Could the Russian military be a partner to NATO in counter-terrorist operation?

Led by Pavel K. Baev
May 2011

This project has been approved by the FD in late March. According to the application, its main parameters are as following.

The Research Problem and the Background

NATO has directed sustained efforts towards building a constructive pattern of relations with Russia as it followed the course of enlargement. Joint work in combating international terrorism had been identified as one of the promising avenues for cooperation long before the attacks of 11 September 2001. However, the new pro-active course of the US administration, with a strong emphasis on the use of military force against terrorist organizations and countries, identified as supporters of terrorism, has caused much tension within the Alliance – and that has had serious repercussions for its relations with Russia. As NATO embraces a new range of tasks related to the counter-terrorist agenda, engaging the Russian military in a practical cooperation acquires new importance but also faces new problems.

Moscow has declared its readiness to build a new partnership with NATO, leaving behind all its reservations against the enlargement and most of the objections against the use of the Alliance’s forces in the 1999 Kosovo crisis. In principle, Russia could be a valuable partner for the NATO-led operations in Afghanistan as it has considerable military assets and political influence in Central Asia. It also deploys forces to military bases and peace-keeping operations in the Caucasus, which might in the near future acquire more prominence in NATO planning. However, translating political declarations into practical cooperation in these regions has proven to be problematic. Moscow, for instance, has issued several official protests against the activities of US spy-planes that were seeking to locate terrorist camps in Georgia. An even more striking example is the existence of two airbases just outside Bishkek (the capital of Kyrgyzstan) – US/NATO base in Manas and Russia/CIS base in Kant – that operate independently of one another and even cannot establish a joint system of air traffic control.
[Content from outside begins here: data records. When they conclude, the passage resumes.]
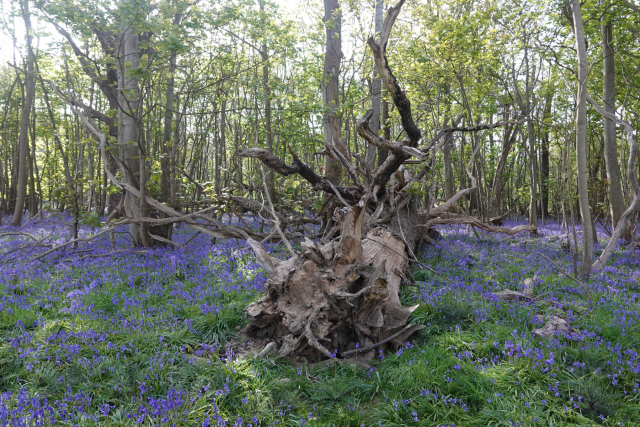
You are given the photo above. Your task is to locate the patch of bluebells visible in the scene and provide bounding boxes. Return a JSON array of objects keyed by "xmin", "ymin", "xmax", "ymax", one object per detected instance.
[{"xmin": 0, "ymin": 214, "xmax": 640, "ymax": 427}]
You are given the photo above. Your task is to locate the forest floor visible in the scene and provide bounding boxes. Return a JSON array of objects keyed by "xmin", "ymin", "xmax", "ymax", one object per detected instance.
[{"xmin": 0, "ymin": 215, "xmax": 640, "ymax": 427}]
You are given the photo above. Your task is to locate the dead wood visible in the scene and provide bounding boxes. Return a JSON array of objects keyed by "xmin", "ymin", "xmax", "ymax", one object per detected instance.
[{"xmin": 425, "ymin": 217, "xmax": 538, "ymax": 235}]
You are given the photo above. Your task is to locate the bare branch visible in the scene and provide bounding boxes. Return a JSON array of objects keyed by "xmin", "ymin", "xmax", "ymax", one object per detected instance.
[
  {"xmin": 357, "ymin": 110, "xmax": 428, "ymax": 161},
  {"xmin": 238, "ymin": 148, "xmax": 363, "ymax": 202}
]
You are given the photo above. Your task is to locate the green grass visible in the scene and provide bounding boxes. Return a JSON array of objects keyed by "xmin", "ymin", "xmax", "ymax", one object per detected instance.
[{"xmin": 0, "ymin": 229, "xmax": 640, "ymax": 427}]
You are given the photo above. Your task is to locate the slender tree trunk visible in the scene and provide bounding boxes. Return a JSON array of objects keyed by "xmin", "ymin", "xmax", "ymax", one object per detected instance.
[
  {"xmin": 378, "ymin": 91, "xmax": 391, "ymax": 166},
  {"xmin": 260, "ymin": 0, "xmax": 276, "ymax": 203},
  {"xmin": 540, "ymin": 90, "xmax": 553, "ymax": 218},
  {"xmin": 118, "ymin": 13, "xmax": 146, "ymax": 246},
  {"xmin": 570, "ymin": 0, "xmax": 593, "ymax": 278},
  {"xmin": 322, "ymin": 0, "xmax": 346, "ymax": 185},
  {"xmin": 525, "ymin": 49, "xmax": 538, "ymax": 227},
  {"xmin": 601, "ymin": 10, "xmax": 625, "ymax": 228},
  {"xmin": 367, "ymin": 0, "xmax": 384, "ymax": 169},
  {"xmin": 160, "ymin": 52, "xmax": 176, "ymax": 204},
  {"xmin": 11, "ymin": 0, "xmax": 36, "ymax": 225}
]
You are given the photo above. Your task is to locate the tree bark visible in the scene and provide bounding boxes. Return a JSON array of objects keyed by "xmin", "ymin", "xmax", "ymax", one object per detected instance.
[
  {"xmin": 322, "ymin": 0, "xmax": 346, "ymax": 185},
  {"xmin": 600, "ymin": 10, "xmax": 625, "ymax": 228},
  {"xmin": 11, "ymin": 0, "xmax": 36, "ymax": 226},
  {"xmin": 117, "ymin": 11, "xmax": 148, "ymax": 246},
  {"xmin": 570, "ymin": 0, "xmax": 593, "ymax": 279},
  {"xmin": 367, "ymin": 0, "xmax": 388, "ymax": 170}
]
It would be neither difficult nor methodologically incorrect to compile a list of political problems and strategic divergences between Russia and NATO, add a number of indicators of incompatibility between their military structures – and thus to arrive to a negative conclusion regarding the prospects of cooperation. Such a conclusion, however, could not be helpful for addressing the needs in joint military efforts that might manifest themselves in the near future. A re-evaluation of the experience in deploying multilateral peacekeeping operations in the Balkans could, to the contrary, supply some positive lessons that might become particularly relevant in the future operations that would combine counter-terrorist and peace-building tasks, not unlike the on-going operation in Afghanistan.
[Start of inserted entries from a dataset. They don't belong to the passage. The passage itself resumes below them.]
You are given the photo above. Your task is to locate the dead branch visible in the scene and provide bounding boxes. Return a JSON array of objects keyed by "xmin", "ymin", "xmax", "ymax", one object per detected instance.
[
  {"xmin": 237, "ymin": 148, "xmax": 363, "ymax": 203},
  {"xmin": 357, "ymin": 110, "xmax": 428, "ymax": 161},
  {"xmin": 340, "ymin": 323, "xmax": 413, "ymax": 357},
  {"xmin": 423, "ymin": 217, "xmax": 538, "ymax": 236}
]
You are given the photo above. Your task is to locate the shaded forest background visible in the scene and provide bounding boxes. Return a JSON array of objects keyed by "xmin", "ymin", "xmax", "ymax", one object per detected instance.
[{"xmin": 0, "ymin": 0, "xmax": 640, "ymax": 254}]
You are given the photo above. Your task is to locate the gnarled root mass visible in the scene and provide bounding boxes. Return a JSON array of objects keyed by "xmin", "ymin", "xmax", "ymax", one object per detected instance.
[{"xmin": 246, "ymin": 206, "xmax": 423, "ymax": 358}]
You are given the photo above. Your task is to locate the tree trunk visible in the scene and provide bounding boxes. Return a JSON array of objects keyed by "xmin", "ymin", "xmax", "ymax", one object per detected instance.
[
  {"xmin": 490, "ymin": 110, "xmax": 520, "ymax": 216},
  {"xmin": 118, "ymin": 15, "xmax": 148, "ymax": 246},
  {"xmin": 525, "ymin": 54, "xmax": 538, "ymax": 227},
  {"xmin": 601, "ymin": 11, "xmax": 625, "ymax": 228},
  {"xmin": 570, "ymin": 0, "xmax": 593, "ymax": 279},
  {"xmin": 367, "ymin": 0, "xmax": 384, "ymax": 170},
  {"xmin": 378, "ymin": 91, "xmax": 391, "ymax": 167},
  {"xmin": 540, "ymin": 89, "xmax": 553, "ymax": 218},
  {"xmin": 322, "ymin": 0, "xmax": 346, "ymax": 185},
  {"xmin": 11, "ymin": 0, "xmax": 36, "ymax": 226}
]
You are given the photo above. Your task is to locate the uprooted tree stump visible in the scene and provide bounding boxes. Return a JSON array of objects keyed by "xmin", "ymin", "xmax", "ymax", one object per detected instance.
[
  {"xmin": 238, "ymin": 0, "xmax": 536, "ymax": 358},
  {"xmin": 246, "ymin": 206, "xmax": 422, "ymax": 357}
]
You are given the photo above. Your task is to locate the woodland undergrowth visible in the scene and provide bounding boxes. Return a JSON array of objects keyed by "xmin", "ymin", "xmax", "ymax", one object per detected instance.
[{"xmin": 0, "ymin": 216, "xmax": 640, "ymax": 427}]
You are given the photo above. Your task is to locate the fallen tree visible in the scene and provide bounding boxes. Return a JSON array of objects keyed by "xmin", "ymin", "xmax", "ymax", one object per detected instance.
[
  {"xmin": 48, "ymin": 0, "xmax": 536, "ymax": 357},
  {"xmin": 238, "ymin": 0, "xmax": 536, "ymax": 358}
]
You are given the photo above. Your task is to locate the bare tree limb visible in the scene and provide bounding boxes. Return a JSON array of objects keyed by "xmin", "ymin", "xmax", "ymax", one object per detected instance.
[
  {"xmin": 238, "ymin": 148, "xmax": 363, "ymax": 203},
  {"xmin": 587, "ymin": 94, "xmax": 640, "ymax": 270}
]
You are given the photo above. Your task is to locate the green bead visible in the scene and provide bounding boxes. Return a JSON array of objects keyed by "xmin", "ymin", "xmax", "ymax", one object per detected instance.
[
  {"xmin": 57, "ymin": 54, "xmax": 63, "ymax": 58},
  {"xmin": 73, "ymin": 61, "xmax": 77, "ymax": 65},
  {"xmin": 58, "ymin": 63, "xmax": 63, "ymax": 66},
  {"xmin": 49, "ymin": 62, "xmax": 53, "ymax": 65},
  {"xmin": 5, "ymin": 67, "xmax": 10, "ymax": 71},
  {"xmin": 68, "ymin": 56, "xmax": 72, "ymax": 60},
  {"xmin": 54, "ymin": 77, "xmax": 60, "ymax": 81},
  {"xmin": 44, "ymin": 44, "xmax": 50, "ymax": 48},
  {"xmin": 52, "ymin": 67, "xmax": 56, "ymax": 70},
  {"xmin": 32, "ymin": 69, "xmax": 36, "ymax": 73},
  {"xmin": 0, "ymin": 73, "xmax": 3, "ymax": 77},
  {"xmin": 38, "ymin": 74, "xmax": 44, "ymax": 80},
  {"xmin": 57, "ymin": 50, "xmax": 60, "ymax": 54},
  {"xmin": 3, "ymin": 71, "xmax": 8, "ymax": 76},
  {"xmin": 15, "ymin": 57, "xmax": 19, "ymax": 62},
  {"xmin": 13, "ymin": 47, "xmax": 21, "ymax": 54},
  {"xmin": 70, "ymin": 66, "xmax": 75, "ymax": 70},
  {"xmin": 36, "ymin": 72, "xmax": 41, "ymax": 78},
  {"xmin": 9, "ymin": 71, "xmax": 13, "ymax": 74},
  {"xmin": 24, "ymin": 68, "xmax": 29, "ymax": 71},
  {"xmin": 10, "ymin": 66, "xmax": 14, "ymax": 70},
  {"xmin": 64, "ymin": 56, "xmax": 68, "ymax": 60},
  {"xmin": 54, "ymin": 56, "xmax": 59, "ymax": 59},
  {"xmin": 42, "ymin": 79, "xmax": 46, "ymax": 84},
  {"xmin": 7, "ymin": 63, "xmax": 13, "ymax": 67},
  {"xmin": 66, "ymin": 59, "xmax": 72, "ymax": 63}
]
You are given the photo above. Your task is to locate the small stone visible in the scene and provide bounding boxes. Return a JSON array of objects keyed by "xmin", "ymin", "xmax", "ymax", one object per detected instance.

While Moscow has opted for discontinuing its military involvement in the Balkans and has so far refrained from any participation in international efforts at stabilizing Afghanistan, it could contribute significantly to multilateral interventions in conflict situations to the South of Russia’s borders. It would hardly be possible, for that matter, to outline even in the most general terms a role for the Russian military in a NATO-led operation in Iraq (which is by no means unthinkable), but it may be necessary to start thinking in practical terms about burden-sharing and interaction in counter-terrorist and humanitarian operations in Central Asia. Security challenges originating in this region add to the pressure for undertaking a fresh effort at reforming the Armed Forces has been gradually building in Russia since the defeat in the first Chechen war. While in the first years of Putin’s presidency the military leadership was able to resist this pressure, seeking instead to revive the major structures of the military organization with the newly available resources, now they have to consider seriously the needs and opportunities for sustained modernization of the Army. The deadlocked war in Chechnya, as well as significant resource constraints, are certain to interfere with any reform plans thus reducing them to a series of incoherent compromises.
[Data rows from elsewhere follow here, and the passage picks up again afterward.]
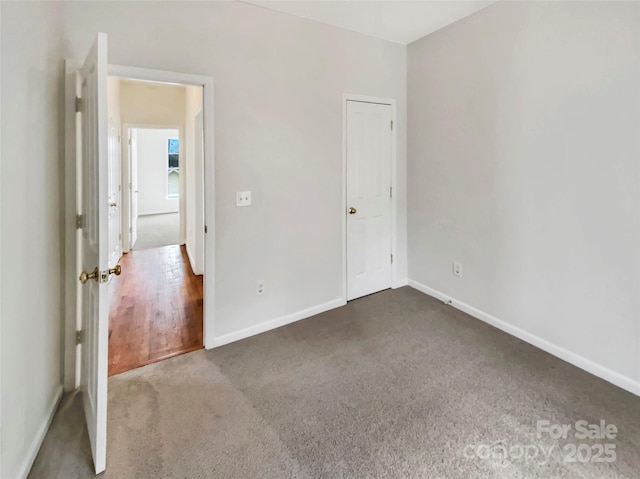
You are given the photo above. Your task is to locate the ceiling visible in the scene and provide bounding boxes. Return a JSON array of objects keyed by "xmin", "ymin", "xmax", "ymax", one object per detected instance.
[{"xmin": 245, "ymin": 0, "xmax": 496, "ymax": 45}]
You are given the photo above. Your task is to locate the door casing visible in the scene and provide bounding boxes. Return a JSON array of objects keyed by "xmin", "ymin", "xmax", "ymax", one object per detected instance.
[{"xmin": 341, "ymin": 93, "xmax": 399, "ymax": 304}]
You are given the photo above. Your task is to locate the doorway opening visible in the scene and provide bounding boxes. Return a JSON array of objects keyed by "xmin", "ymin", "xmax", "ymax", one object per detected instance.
[{"xmin": 107, "ymin": 76, "xmax": 204, "ymax": 376}]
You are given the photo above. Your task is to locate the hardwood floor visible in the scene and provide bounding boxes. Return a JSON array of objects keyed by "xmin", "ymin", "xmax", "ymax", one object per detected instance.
[{"xmin": 109, "ymin": 245, "xmax": 203, "ymax": 376}]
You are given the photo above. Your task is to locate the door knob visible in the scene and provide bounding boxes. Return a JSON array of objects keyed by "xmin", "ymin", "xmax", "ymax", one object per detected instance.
[{"xmin": 80, "ymin": 264, "xmax": 122, "ymax": 284}]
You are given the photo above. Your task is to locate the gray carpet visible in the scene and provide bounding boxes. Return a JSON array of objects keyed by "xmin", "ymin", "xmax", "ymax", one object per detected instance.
[
  {"xmin": 30, "ymin": 288, "xmax": 640, "ymax": 479},
  {"xmin": 133, "ymin": 213, "xmax": 180, "ymax": 250}
]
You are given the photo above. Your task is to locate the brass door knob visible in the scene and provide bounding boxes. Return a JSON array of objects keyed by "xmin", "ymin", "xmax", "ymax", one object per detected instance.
[
  {"xmin": 80, "ymin": 266, "xmax": 98, "ymax": 284},
  {"xmin": 80, "ymin": 264, "xmax": 122, "ymax": 284}
]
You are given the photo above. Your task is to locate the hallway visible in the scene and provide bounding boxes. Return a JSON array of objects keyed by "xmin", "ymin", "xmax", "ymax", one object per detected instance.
[{"xmin": 109, "ymin": 245, "xmax": 203, "ymax": 376}]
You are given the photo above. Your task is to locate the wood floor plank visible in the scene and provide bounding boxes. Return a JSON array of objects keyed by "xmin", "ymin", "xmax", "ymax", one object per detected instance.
[{"xmin": 109, "ymin": 245, "xmax": 203, "ymax": 376}]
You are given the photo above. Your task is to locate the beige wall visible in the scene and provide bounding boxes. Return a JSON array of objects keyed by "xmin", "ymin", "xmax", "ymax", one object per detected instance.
[
  {"xmin": 64, "ymin": 2, "xmax": 406, "ymax": 337},
  {"xmin": 119, "ymin": 81, "xmax": 185, "ymax": 126},
  {"xmin": 0, "ymin": 2, "xmax": 64, "ymax": 479},
  {"xmin": 408, "ymin": 2, "xmax": 640, "ymax": 393}
]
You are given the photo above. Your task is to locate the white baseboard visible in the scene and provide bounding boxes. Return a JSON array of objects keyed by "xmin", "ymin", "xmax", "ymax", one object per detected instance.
[
  {"xmin": 213, "ymin": 298, "xmax": 347, "ymax": 348},
  {"xmin": 409, "ymin": 279, "xmax": 640, "ymax": 396},
  {"xmin": 391, "ymin": 278, "xmax": 409, "ymax": 289},
  {"xmin": 17, "ymin": 384, "xmax": 62, "ymax": 479},
  {"xmin": 138, "ymin": 210, "xmax": 180, "ymax": 216}
]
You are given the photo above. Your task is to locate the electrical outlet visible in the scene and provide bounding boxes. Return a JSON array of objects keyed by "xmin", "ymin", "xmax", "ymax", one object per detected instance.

Assessing the immediate and mid-term prospects for cooperation between the Russian military and NATO in conducting counter-terrorist operations is, therefore, a complex research problem, which could be structured as a three-fold task:
• to analyse the political incentives and obstacles for joining efforts;
• to assess the strategic pros and cons of joint operations;
• to identify possible benefits and/or incompatibilities on the tactical level.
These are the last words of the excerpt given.